Guido Lambrecht ist ein sympathischer, grundanständiger, biederer Mann, dem man die tiefe Zuneigung zu seinen Tanten und die Liebe zu seiner Frau glaubt. Hedda (Yvon Jansen) ist ein blondes Gift im tief ausgeschnittenen dunkelroten Abendkleid. Von Anfang an wird dem Zuschauer klar, dass sie Macht über andere haben will, dass sie jede Geste und jedes Wort aus kühlem Kalkül einsetzt. Glatt, berechnend und intrigant sucht sie erfolgreich, die echte Zuneigung zwischen Eilert und Thea zu zerstören. Überzeugend wirkt sie in Momenten wie dem, wo sie Lövborgs Manuskript, sein „Kind“, verbrennt und dabei höhnisch wie ein Baby greint. Einige andere Inszenierungseinfälle sind jedoch nicht nachzuvollziehen. So hängt sich Hedda den Grabkranz für Tante Rina um den Hals. Manch Gefühlsausbruch kommt unerwartet und scheinbar unmotiviert. Die tiefe Sehnsucht nach Liebe und echtem Gefühl schimmert bei dieser Hedda nie durch. Niklas Kohrt spielt Brack, dandyhaft im doppelreihigen Goldknopfblazer und Seidenhalstuch, an jedem Finger ein Ring. Gern spielt er mit einer Peitsche und zuweilen wird sein Einfluss auf Hedda intensiv deutlich. Lövborg wird von Nikolaus Benda verkörpert, der typische (Klischee-)Künstler mit langen Haaren, Bart und wehendem Schal. Ihm glaubt man den Balanceakt zwischen drohendem Absturz in den Abgrund und dem Wunsch nach einem normalen Leben. Annika Schilling – schon vom Äußeren in ihrem biederen Kostüm und der Jungmädchenmähne ein Kontrast zu Heddas cooler Starattitude – gibt eine manchmal sehr weinerliche Thea und bleibt eher blass.

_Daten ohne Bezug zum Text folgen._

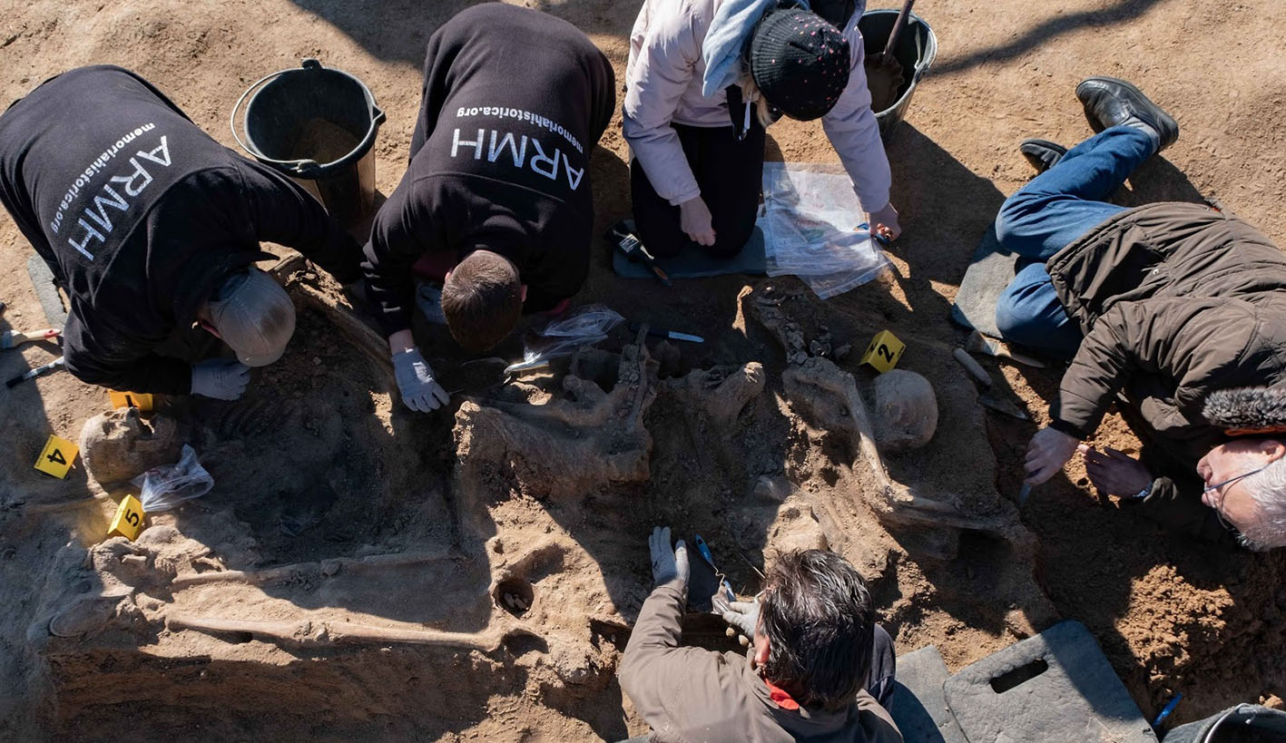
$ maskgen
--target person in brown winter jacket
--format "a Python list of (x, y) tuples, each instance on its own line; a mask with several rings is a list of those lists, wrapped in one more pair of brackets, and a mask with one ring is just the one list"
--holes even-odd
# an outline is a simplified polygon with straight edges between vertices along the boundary
[[(1205, 204), (1107, 203), (1178, 125), (1123, 80), (1092, 77), (1076, 96), (1100, 134), (1070, 150), (1025, 140), (1042, 174), (997, 217), (1002, 247), (1022, 257), (997, 306), (1001, 333), (1071, 361), (1025, 482), (1048, 481), (1079, 451), (1100, 491), (1170, 527), (1218, 537), (1226, 523), (1250, 546), (1286, 545), (1286, 472), (1276, 473), (1286, 445), (1272, 425), (1236, 424), (1255, 418), (1255, 404), (1231, 418), (1226, 404), (1211, 407), (1218, 391), (1273, 400), (1265, 388), (1286, 378), (1286, 257)], [(1083, 443), (1112, 402), (1143, 441), (1142, 459)], [(1228, 442), (1247, 431), (1255, 437)]]
[(656, 587), (621, 662), (621, 689), (656, 743), (901, 743), (889, 712), (892, 639), (874, 622), (865, 581), (837, 554), (783, 554), (754, 603), (724, 620), (747, 656), (679, 647), (689, 563), (670, 530), (649, 540)]

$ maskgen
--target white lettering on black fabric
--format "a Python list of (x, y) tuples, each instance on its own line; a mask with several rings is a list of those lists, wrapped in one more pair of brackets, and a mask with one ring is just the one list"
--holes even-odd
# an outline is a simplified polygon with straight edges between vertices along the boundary
[[(72, 206), (72, 201), (75, 201), (76, 197), (80, 195), (81, 189), (86, 188), (90, 183), (93, 183), (94, 177), (104, 167), (107, 167), (107, 163), (113, 157), (116, 157), (116, 154), (118, 152), (121, 152), (121, 149), (126, 144), (129, 144), (129, 143), (134, 141), (135, 139), (138, 139), (139, 136), (143, 136), (144, 134), (152, 131), (153, 129), (156, 129), (156, 126), (157, 126), (156, 123), (144, 123), (143, 126), (136, 127), (134, 131), (126, 132), (123, 136), (121, 136), (121, 139), (116, 140), (116, 144), (108, 147), (107, 149), (103, 150), (103, 154), (100, 154), (96, 158), (94, 158), (94, 162), (89, 163), (89, 167), (86, 167), (84, 172), (77, 174), (76, 175), (76, 180), (73, 180), (71, 188), (67, 189), (67, 194), (63, 195), (63, 199), (58, 203), (58, 211), (55, 211), (54, 216), (49, 220), (49, 230), (53, 231), (54, 234), (57, 234), (62, 229), (62, 226), (63, 226), (63, 212), (67, 211), (67, 207)], [(166, 147), (166, 139), (163, 136), (161, 138), (161, 147), (158, 147), (157, 149), (152, 150), (150, 154), (154, 156), (157, 153), (157, 150), (163, 150), (165, 152), (165, 161), (166, 162), (162, 163), (159, 159), (157, 159), (154, 162), (157, 162), (159, 165), (165, 165), (166, 167), (168, 167), (170, 166), (170, 162), (168, 162), (170, 161), (170, 150)], [(139, 156), (144, 156), (144, 153), (140, 152)], [(117, 197), (117, 198), (120, 198), (120, 197)], [(95, 203), (95, 207), (98, 207), (98, 198), (94, 199), (94, 203)], [(111, 203), (111, 202), (108, 202), (108, 203)], [(86, 210), (86, 213), (89, 213), (89, 210)], [(102, 211), (100, 207), (99, 207), (99, 216), (104, 216), (104, 212)], [(99, 224), (102, 224), (102, 222), (99, 222)], [(111, 228), (104, 228), (104, 229), (111, 229)], [(86, 239), (89, 239), (89, 238), (86, 238)], [(72, 242), (72, 244), (76, 246), (75, 242)], [(77, 247), (77, 249), (80, 252), (82, 252), (82, 253), (85, 252), (84, 247)]]
[[(121, 138), (121, 143), (132, 141), (143, 136), (143, 134), (154, 129), (153, 125), (147, 125), (135, 129), (132, 132)], [(120, 148), (116, 148), (117, 152)], [(116, 153), (104, 153), (95, 165), (90, 166), (93, 175), (98, 175), (103, 165), (112, 158)], [(140, 162), (141, 161), (141, 162)], [(82, 256), (94, 260), (94, 253), (89, 249), (91, 242), (105, 243), (107, 238), (112, 231), (120, 225), (120, 220), (116, 219), (121, 213), (129, 212), (134, 203), (126, 197), (138, 197), (141, 194), (150, 184), (156, 180), (156, 172), (159, 168), (167, 168), (174, 163), (170, 157), (170, 140), (162, 136), (157, 145), (152, 149), (139, 149), (134, 153), (134, 157), (129, 161), (130, 167), (125, 170), (121, 175), (114, 175), (107, 180), (102, 186), (99, 186), (99, 193), (94, 195), (94, 199), (82, 211), (82, 215), (75, 216), (76, 226), (80, 228), (77, 231), (75, 228), (67, 235), (67, 243), (76, 248)], [(150, 170), (149, 170), (150, 168)], [(76, 194), (81, 189), (87, 188), (93, 183), (93, 175), (86, 177), (81, 175), (73, 181), (72, 189), (67, 192), (63, 197), (62, 204), (58, 207), (58, 213), (50, 224), (50, 228), (57, 233), (58, 228), (63, 221), (63, 211), (71, 206)], [(120, 189), (117, 189), (120, 186)], [(123, 192), (123, 193), (122, 193)], [(111, 211), (109, 211), (111, 210)]]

Insgesamt ein unterhaltsamer Abend, weil schnell und präzise auf den Punkt inszeniert. Die eigentliche psychologische Deutung der Protagonistin kommt jedoch zu kurz. Warum erschießt sie sich am Ende (wie es der Text vorgibt), um eine Minute später wie ein „Jack out oft he box“ an die Rampe zu eilen, um den Applaus entgegenzunehmen? Alles nur Theater?